Our performance in 2015 demonstrated the fundamental strength of HSBC. Targeted investment, prudent lending and our diversified, universal banking business model helped us achieve revenue growth in difficult conditions, while also reducing risk-weighted assets.
We started to implement the actions that we announced at our Investor Update in June to adapt HSBC to a changed external environment. Completing these plans will refocus the business for stronger, sustainable growth.
On an adjusted basis, we grew revenue over the course of the year. Global Banking and Markets performed strongly. Commercial Banking grew steadily in spite of slower trade. Principal Retail Banking and Wealth Management increased revenue following an excellent Wealth Management performance in the first half. Global Private Banking grew in Asia, but was down overall due to the impact of the continued repositioning of the business.
HSBC is better balanced, better connected and better placed to capitalise on higher-return businesses than it was 12 months ago
We continued to strengthen our compliance procedures and invest for growth, which contributed to higher adjusted operating expenses. Strict cost management had a positive impact in the second half of the year, however. HSBC is now a leaner business than it was in the middle of 2015 and we expect further progress on costs in 2016.
Loan impairment charges remained generally low despite an increase in provisions towards the end of the year. In total, we generated USD11.3 billion of capital in 2015, enabling us to increase the dividend and strengthen our common equity tier 1 ratio.
There is a lot to do to achieve the targets we set out at our Investor Update, but we have made a good start. Reducing risk-weighted assets (‘RWAs’) is vital to achieving a better return for shareholders. In 2015, we took action to reduce RWAs by USD124 billion, nearly half-way towards our target for the end of 2017.
We continued to redevelop our businesses in the US and Mexico. An increase in cross-border business in the North American Free Trade Agreement area helped to generate increased revenue, though we have further work to do to turn these important businesses around.

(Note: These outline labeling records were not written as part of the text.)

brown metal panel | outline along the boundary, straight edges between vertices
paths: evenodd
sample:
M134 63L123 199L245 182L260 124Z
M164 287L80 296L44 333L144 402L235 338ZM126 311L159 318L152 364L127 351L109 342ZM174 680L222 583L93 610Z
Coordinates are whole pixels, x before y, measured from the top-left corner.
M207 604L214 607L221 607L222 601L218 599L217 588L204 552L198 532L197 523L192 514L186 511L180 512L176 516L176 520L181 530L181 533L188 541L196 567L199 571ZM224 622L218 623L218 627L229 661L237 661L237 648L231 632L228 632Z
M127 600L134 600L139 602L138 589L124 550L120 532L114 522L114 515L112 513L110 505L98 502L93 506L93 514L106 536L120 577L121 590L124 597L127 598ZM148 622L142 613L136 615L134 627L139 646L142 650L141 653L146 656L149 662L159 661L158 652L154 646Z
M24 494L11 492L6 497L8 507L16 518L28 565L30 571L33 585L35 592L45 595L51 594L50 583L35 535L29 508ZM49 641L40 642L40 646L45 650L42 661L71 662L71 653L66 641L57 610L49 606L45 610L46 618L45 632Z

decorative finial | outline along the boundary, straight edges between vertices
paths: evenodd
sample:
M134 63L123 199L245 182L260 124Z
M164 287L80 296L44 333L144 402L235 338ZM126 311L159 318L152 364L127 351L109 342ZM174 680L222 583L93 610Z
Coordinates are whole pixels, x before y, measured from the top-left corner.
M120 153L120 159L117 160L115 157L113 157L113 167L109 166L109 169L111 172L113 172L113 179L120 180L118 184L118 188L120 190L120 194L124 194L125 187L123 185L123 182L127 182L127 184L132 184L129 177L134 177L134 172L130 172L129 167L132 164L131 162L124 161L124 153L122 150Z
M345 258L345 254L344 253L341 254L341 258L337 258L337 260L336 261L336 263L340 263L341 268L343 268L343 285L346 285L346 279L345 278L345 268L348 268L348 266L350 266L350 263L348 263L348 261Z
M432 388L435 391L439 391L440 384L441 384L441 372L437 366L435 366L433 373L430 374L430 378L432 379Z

We are also investing in areas of the business that benefit the most from our unique international network and market-leading strength in Asia. This has helped us to increase market share in Payments and Cash Management, Foreign Exchange and Securities Services and achieve growth in excess of GDP in seven of our eight priority markets in Asia.
In addition, we continued to expand our business in China’s Pearl River Delta and signed an agreement to form the first majority foreign-owned securities company in mainland China. We remain the world’s number one bank for offshore renminbi services.
HSBC is better balanced, better connected and better placed to capitalise on higher-return businesses than it was 12 months ago. We are generating higher income from collaboration between businesses and our operating expenses and capital ratio are trending in the right direction.
The current economic environment is uncertain, but our diversified business model, low earnings volatility and strong capital generation give us strength and resilience that will stand us in good stead.